Airline Ratings, dalam rilisnya belum lama ini menyatakan, bila sebuah maskapai mengalami kecelakaan yang melibatkan kematian seorang penumpang, atau kru pesawat, otomatis maskapai tersebut kehilangan satu bintang pada rangking rating keamanannya.
Ada juga beberapa maskapai yang belum dinilai. Airline Ratings mengungkapkan, beberapa maskapai ini masuk kategori Safety Rating Pending. Di antaranya, AirAsia Indonesia, Merpati Airlines, Rex Australia, dan Trigana Air.
Penilaian tersebut, meski bukan dari lembaga internasional, sempat dipublikasikan oleh berbagai situs berita internasional, di antaranya adalah Reuters dan CNN. Hal tersebut, tentu memperburuk citra maskapai nasional di mata dunia internasional.
Kementerian Perhubungan dan sejumlah maskapai nasional, yang masuk dalam daftar maskapai terburuk Airline Ratings, mempertanyakan kredibilitas survei yang dilakukan oleh situs asal Australia itu.
Kepala Pusat Komunikasi Publik, Kementerian Perhubungan, JA Barata menilai, survei yang dilakukan Airline Ratings tidak jelas dan tak mendasar.
"Survei itu kami anggap tidak jelas, siapa yang melakukan survei, dan tahun berapa survei itu. Karena, rating itu tidak sesuai dengan kondisi yang ada sekarang," ujar Barata kepada VIVA.co.id, di Jakarta, Selasa 12 Januari 2016.
Barata, terutama, mempertanyakan nilai Malaysia Airlines yang peringkatnya berada di atas maskapai Garuda Indonesia dalam peringkat Airline Ratings. Garuda Indonesia hanya mendapat nilai bintang tiga, sedangkan Malaysia Airline dapat nilai bintang lima.
Padahal, Malaysia Airlines pernah mengalami dua kecelakaan pesawat hingga menewaskan semua penumpangnya, dan sempat menyita perhatian dunia internasional.
"Kenapa kok, Malaysia Airlines (nilainya lebih tinggi) di atas Garuda. Kan kita tahu, bukan hanya sekali dua kali Malaysia Airlines pesawatnya jatuh di tahun lalu," katanya.
Selain itu, Barata menyoroti masuknya maskapai penerbangan Indonesia yang sudah lama tidak beroperasi, yakni Merpati Air dalam daftar penilaian Airline Ratings. Karena itulah, Barata mengaku,pihaknya meragukan survei tersebut.

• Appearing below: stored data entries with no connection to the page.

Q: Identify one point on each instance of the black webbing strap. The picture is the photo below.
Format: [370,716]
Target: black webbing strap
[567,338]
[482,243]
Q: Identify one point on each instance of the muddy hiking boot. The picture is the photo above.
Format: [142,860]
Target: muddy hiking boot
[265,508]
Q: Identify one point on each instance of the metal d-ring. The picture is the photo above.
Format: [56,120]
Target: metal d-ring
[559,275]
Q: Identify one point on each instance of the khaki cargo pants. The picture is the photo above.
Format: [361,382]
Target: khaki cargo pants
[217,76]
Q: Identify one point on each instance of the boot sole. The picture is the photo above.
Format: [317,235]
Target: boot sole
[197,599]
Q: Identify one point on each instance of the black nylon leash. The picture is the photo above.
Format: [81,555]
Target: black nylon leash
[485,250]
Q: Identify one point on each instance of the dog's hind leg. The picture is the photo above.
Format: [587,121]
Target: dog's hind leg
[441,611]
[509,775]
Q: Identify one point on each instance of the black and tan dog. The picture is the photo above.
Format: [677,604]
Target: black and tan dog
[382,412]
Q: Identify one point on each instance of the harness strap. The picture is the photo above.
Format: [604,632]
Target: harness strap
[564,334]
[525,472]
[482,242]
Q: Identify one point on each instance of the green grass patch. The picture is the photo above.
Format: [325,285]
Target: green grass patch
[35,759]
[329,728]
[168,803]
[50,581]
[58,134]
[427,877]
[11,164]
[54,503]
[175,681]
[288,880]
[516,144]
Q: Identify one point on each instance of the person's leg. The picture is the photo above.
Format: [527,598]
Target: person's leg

"Ini kok Merpati masih dibawa-dibawa. Nanti, kalau semua seperti ini, setiap orang bisa melalukan survei dan rating juga dong," ujarnya.
Senior Manager Corporate Communication Sriwijaya Air, Agus Soedjono, menilai survei yang dilakukan Airline Ratings tidak berdasarkan fakta. Dia mempertanyakan kredibilitas dan sumber-sumber survei.
"Kredibilitasnya dipertanyakan, mereka tidak ada konfirmasi, kapan surveinya, tidak jelas," katanya ketika dihubungi VIVA.co.id, Selasa 12 Januari 2016.
Menurutnya, penilaian Airline Ratings tidak sesuai dengan prestasi yang diperoleh Sriwijaya sebagai salah satu maskapai terbaik Indonesia. Pada 2015, Sriwijaya mendapat peringkat kedua transportasi paling aman berdasarkan Transportation Safety Award (TSA) dari Kementerian Perhubungan.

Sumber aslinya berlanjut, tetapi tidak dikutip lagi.